2003 yılıydı, ikimizde istifamızı verdik ve kendilerine çalışmayacağımızı belirttik.
Sonra Cuma gelip sözde devreye girip yatıştırmak istedi. Biz zaten devre dışı edilmiştik.
Zaten işler böyle başlatılıyor ve sonrası direnirsen infaz ve öldürmeye kadar götürülüyor.
O süreçte mesele bir iki kişi olmadığı, ortada tavır koyan binlerce insan olduğundan otoriteleri sarsılmıştı.
Ayrılanlar yoğunca olunca yeniden infaz ve katletmeler başladılar.
Ermenistan’a Ferhan’la gitmiştik peşimize güvenliklerinde olan kişiler göndermişlerdi.
Durumların iyi olmadığını görünce Buradan ayrıldık.
Aynı süreçte Sipan, Kemale Sor vb katletmişlerdi, sonrasını Kani, Hikmet Fidan vb insanlarıı,
sadece ayrıldıkları ve ayrı siyasi görüşler savunduğu için katlettiler ve içlerinde de yeni infazları sürdürdüler.

 

Selim: Öcalan yakalanıp itiraflar yapmaya başlayınca halkın aldatılması için,
ona ilaç vermişler, onun için böyle ileri geri konuşuyor dediler, daha doğrusu dediniz neden?

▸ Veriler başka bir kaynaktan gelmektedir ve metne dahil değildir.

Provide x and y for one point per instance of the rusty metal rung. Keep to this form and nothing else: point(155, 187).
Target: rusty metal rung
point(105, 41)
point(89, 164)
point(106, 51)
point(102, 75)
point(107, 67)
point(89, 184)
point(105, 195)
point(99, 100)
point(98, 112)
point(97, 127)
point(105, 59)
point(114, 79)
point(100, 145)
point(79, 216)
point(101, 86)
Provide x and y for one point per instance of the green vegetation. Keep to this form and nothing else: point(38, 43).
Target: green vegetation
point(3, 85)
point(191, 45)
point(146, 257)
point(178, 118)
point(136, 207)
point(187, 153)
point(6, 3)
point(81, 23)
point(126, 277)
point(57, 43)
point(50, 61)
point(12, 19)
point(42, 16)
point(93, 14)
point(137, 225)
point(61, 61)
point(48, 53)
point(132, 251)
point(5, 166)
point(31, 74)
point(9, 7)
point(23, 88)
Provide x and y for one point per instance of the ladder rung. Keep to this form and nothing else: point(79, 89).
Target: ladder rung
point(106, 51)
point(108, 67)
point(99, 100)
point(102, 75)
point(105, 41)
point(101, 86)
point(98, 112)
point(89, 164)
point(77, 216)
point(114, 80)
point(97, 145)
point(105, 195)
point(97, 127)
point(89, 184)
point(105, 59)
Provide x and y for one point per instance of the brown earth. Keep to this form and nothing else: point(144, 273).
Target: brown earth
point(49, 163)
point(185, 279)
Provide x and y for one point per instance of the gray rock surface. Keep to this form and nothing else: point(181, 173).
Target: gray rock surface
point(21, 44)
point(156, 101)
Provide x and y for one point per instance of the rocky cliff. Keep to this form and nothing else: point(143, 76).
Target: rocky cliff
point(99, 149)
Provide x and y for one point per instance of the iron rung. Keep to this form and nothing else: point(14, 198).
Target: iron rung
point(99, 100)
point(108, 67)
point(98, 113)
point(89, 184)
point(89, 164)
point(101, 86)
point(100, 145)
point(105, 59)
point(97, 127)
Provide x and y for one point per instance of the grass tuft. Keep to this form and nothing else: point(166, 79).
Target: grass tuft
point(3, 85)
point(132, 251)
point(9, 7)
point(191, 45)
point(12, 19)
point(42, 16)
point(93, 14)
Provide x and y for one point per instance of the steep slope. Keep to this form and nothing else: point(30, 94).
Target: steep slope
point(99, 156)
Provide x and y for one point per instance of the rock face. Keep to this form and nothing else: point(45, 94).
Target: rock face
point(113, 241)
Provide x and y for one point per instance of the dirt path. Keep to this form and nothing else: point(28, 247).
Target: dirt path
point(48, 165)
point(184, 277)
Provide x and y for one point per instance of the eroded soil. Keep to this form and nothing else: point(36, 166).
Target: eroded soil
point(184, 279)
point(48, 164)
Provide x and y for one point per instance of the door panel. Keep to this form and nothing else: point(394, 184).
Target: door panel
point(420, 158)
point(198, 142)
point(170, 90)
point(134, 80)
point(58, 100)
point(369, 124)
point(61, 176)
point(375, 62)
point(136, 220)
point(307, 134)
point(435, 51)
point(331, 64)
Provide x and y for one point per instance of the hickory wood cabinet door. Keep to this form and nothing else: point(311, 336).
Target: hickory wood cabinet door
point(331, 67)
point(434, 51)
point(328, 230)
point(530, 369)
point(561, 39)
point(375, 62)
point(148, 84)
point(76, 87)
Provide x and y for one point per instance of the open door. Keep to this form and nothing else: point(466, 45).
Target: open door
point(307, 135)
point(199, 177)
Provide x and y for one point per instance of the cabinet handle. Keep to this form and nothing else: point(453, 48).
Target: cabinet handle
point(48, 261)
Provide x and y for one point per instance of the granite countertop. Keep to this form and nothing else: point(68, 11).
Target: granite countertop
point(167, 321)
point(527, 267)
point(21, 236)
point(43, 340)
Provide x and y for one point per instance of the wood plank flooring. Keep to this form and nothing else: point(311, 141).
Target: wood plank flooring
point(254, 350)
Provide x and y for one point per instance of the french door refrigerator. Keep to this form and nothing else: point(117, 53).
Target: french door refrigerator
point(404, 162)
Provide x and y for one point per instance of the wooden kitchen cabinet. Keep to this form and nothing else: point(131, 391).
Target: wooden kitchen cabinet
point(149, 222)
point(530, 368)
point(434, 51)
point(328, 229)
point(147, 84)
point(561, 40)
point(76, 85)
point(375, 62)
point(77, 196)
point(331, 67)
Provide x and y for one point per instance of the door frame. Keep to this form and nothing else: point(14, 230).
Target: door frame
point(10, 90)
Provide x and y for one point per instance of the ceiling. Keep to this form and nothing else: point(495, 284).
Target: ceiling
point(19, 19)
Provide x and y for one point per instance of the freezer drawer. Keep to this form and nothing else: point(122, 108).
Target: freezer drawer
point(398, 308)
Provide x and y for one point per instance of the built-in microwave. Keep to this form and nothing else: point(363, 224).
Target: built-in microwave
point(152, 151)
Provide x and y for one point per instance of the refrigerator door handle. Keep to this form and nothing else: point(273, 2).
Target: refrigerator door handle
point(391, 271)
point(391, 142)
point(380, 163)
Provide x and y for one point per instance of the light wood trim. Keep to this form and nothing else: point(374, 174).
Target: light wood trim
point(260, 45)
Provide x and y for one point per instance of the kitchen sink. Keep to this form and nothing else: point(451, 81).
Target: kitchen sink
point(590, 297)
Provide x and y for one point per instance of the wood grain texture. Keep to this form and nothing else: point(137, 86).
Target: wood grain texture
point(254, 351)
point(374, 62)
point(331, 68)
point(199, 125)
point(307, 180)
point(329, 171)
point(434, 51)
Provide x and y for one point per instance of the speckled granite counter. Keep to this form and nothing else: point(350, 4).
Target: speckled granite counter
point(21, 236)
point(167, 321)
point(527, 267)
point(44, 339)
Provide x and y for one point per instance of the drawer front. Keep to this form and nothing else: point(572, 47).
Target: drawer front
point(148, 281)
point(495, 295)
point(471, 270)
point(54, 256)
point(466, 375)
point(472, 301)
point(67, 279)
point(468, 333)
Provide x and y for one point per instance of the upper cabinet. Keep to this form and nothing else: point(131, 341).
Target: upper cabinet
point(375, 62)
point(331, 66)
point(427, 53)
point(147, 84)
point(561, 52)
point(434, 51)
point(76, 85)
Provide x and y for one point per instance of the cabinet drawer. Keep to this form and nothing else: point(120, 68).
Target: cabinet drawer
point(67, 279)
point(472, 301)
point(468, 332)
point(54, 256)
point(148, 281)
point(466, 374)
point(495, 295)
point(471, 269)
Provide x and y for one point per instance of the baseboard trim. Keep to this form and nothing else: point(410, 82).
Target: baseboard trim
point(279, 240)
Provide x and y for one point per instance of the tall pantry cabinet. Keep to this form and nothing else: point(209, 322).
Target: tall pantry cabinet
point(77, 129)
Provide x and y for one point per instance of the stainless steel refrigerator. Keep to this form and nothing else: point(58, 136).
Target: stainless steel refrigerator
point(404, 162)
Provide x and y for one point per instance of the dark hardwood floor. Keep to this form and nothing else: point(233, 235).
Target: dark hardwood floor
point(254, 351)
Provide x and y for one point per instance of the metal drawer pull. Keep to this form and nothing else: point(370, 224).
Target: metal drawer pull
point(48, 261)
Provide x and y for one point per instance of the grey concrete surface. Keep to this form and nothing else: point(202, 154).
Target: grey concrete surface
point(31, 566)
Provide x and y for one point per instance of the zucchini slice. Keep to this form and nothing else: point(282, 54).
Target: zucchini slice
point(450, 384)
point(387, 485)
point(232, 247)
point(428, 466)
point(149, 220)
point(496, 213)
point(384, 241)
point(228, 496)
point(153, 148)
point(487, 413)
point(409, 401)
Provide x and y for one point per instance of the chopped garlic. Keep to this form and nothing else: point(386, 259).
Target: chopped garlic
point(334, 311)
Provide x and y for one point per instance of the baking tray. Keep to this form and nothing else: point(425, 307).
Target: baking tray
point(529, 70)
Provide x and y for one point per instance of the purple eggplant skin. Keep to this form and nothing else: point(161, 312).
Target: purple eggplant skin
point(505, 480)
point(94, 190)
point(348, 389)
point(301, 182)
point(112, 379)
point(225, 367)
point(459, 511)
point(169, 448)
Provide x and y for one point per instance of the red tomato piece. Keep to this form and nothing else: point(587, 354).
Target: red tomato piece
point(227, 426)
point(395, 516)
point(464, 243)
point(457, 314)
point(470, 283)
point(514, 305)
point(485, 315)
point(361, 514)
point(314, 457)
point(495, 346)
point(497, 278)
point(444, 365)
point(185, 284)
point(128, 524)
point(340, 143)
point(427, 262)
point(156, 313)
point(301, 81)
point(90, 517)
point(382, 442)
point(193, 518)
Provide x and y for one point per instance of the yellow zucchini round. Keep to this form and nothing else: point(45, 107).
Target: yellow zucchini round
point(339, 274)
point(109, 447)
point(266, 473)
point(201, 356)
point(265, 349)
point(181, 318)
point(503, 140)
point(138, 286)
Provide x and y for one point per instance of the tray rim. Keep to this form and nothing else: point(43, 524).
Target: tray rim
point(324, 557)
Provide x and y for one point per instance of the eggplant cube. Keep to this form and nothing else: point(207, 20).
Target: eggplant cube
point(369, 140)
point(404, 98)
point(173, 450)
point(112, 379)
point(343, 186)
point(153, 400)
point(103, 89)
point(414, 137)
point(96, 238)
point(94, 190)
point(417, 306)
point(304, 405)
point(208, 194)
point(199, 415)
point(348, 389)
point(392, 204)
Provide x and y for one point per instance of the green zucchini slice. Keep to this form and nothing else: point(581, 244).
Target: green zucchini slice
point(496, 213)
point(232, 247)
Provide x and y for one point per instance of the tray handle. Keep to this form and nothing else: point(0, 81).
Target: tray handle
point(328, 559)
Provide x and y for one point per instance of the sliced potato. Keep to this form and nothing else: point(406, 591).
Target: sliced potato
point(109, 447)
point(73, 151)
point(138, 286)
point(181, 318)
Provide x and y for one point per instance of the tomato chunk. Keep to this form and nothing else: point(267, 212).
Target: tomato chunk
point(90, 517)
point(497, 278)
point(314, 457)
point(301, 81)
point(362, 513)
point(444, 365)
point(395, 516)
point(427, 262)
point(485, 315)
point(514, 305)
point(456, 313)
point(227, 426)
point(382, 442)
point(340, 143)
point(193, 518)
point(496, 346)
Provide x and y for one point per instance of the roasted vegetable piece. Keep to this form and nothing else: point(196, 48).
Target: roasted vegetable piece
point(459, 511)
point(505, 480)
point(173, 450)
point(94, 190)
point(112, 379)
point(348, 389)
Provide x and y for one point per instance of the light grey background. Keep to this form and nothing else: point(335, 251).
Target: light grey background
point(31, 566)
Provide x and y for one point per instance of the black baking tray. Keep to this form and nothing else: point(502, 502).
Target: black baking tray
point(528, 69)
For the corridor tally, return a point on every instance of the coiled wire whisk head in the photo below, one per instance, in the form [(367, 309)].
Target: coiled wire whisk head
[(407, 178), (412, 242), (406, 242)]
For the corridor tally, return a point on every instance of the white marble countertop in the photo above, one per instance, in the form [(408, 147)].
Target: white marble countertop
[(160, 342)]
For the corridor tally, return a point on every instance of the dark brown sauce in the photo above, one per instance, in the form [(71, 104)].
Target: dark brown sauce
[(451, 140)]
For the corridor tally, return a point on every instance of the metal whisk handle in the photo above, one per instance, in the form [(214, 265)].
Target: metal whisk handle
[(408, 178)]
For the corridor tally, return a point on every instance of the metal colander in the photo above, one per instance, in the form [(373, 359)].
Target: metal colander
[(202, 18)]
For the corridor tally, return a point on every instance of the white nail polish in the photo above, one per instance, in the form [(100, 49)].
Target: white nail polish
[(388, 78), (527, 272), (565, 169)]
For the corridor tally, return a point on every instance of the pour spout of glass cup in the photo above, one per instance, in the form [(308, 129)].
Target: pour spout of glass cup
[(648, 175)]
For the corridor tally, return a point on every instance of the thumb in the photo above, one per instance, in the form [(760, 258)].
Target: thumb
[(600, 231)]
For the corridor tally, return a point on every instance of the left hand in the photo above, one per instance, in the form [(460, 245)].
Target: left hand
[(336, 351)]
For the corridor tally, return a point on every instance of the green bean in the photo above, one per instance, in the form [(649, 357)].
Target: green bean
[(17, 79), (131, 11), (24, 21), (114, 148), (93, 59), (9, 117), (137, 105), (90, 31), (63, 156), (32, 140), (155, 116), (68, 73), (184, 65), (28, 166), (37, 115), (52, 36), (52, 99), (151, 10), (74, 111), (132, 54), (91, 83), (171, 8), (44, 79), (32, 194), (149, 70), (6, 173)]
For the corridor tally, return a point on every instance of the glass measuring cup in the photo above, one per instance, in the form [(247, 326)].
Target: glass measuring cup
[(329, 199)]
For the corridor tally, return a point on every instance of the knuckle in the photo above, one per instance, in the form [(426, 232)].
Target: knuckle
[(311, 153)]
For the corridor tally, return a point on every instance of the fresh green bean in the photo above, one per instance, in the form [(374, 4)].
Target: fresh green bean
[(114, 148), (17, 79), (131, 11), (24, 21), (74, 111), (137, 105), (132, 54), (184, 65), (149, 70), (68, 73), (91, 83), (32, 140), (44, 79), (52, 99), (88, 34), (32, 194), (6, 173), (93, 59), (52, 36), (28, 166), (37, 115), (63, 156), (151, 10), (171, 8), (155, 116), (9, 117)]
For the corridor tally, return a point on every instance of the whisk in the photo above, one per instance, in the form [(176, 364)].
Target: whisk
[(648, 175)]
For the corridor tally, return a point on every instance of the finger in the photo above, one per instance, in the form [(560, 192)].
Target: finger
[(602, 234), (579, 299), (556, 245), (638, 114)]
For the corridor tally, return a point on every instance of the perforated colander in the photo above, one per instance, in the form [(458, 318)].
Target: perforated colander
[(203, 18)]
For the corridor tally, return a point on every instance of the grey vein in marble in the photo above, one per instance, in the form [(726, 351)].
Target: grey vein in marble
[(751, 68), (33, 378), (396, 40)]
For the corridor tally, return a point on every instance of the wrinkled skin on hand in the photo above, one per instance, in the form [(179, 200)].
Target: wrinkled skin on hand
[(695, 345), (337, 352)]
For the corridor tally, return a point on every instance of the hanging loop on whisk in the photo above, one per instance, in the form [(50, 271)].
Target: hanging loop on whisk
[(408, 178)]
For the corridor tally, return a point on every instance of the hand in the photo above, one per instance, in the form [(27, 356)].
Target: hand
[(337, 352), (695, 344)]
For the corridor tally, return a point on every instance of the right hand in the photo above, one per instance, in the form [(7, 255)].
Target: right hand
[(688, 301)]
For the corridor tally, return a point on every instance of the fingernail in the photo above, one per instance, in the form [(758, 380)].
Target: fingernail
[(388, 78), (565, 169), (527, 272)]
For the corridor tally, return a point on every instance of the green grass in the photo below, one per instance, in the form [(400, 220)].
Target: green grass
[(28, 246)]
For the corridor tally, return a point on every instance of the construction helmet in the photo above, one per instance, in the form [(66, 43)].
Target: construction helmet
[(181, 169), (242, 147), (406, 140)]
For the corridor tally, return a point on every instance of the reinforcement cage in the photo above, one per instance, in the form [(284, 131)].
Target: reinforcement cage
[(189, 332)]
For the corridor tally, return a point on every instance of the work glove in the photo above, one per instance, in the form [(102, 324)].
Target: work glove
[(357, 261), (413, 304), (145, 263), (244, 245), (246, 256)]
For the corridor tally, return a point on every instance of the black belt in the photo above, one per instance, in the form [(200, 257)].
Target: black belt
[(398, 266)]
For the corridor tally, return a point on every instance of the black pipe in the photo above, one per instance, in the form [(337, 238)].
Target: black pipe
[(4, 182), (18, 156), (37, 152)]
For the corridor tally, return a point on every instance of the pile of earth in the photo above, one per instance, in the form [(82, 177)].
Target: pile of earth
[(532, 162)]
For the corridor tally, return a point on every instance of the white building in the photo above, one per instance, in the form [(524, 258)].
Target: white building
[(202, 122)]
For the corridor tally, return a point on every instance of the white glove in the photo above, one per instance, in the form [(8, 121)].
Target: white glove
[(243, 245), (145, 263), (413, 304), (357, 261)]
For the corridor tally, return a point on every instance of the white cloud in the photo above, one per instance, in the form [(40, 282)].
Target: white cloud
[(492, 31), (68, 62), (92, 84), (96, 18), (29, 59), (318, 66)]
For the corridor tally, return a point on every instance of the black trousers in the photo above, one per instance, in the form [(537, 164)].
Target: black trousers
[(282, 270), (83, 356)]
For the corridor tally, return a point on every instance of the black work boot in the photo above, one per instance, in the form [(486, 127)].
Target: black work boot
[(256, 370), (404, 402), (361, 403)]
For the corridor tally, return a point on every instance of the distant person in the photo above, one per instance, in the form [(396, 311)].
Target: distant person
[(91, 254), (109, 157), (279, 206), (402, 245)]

D.Ali: Öncelikle bu açıklamaları hiç kimsenin hoşuna gitmedi.
İşkence ve ilaçla konuşabilir, şuuru yerinde değil kanısı hakimdi.
Çünkü bilinen Öcalan yanlış yapamazdı inancı vardı.
PKK tarafında yapılan açıklama söylediklerini ölçü almayın anlamına da geliyordu.
Halk aslında bu açıklama geri alınarak kandırıldı. Bu açıklama yetersizde olsa doğruydu.

Öcalan hemen içerden devreye girdi, hiçbir baskı ve işkence görmediğini, kendisine ilaç verilmediğini ve bu tür konuşmaları kendi bilinciyle yaptığını söyledi.
Aslında bu dediği doğruydu.
Daha adım atar atmaz çözülmeye ve diz çökmeye başlamıştı, hiçbir tavır ve direniş sergilemedi.
Bazı avukatlar davasını almaya gittiler, baktılar durumu iç açıcı değil, almaktan vazgeçtiler.
Deneyimli hiçbir avukat onun savunmasını almadı, tecrübesiz bazı avukatlar aday oldular.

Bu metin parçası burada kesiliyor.